Il Tribunale di Catania (la pronuncia è consultabile al link in fondo a questa sintesi) ha riconosciuto l’illegittimità della delibera di risoluzione del rapporto convenzionale nei confronti di un dottore pediatra seguito da Legalilavoro.

Il medico in questione, già titolare di convenzione con l’ASP di Catania dal 1981, nel 1988 ha esercitato l’opzione per il lavoro dipendente ed è stato assunto quale docente presso l’Università degli Studi di Catania dove ha lavorato sino alla messa in quiescenza avvenuta nel 2012.

A quel punto il medico aveva chiesto e ottenuto il reinserimento nell’elenco dei pediatri di libera scelta iniziando ad operare nel 2012 sul territorio affidato e ampliando in breve tempo il suo bacino di utenza.

Successivamente, alla fine del 2015, ha ricevuto la comunicazione dell’avvio del procedimento di cessazione del rapporto convenzionale, ai sensi dell’art. 30, accordo collettivo nazionale del 15 dicembre 2005, motivato dalla sussistenza della condizione di incompatibilità prevista dall’art 17, comma 3, dell’Accordo, ossia per il caso «di trattamento di quiescenza relativo ad attività convenzionate e dipendenti del SSN, fatta esclusione per i pediatri già titolari di convenzione per la pediatria all’atto del pensionamento».

Tale circostanza è stata immediatamente contestata reclamando il suo diritto al mantenimento dell’incarico a tempo indeterminato sino al raggiungimento del settantesimo anno di età (ossia per altri due anni circa) evidenziando di essere stato riscritto negli elenchi in quanto medico già convenzionato e la non sussistenza di cause di incompatibilità, essendo il trattamento di quiescenza erogato in relazione al rapporto di lavoro non con il SSN bensì con l’Università. Ciononostante veniva ugualmente deliberata la cessazione.

Il Tribunale di Catania ha confermato la tesi del medico in quanto la risoluzione dei rapporti di convenzione è riconducibile soltanto alle previsioni dell’art. 6, comma 1, d.l. 90/2014.

In ragione di ciò le difese dell’ASP, che si appuntano sulla situazione di incompatibilità ex art. 17, comma 1, lett. j) dell’Accordo, sono state ritenute del tutto inidonee a contrastare la pretesa del medico, visto che nel caso in esame non trova applicazione il suddetto art. 17.

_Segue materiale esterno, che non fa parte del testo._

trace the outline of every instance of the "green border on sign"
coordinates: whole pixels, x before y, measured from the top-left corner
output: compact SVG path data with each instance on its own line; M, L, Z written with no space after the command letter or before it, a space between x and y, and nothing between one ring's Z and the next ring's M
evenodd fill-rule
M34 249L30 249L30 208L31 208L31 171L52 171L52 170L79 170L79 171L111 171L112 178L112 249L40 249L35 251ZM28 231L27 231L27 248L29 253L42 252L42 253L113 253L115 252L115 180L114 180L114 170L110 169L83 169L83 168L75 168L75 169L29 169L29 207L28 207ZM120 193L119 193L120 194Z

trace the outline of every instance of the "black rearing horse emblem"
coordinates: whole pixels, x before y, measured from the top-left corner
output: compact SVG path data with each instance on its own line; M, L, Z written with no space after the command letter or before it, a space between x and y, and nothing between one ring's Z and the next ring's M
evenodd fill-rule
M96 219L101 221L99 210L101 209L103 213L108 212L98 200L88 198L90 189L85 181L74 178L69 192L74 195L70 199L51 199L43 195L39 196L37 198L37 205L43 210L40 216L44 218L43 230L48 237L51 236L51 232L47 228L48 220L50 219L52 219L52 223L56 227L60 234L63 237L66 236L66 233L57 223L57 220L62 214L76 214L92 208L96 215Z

Inoltre il provvedimento di risoluzione è illegittimo in quanto il citato art. 6 non ha efficacia retroattiva e risulta pertanto inapplicabile alla posizione del ricorrente la cui delibera di reinserimento nell’elenco dei pediatri di libera scelta era avvenuta nel 2012, mentre la nuova disciplina dell’art. 6 si applica agli incarichi conferiti a decorrere dalla successiva data di entrata in vigore dello stesso decreto. Risulta chiaro che le nuove norme non hanno carattere retroattivo e che non possono incidere (non essendo previsto) su posizioni di diritto soggettivo già consolidate.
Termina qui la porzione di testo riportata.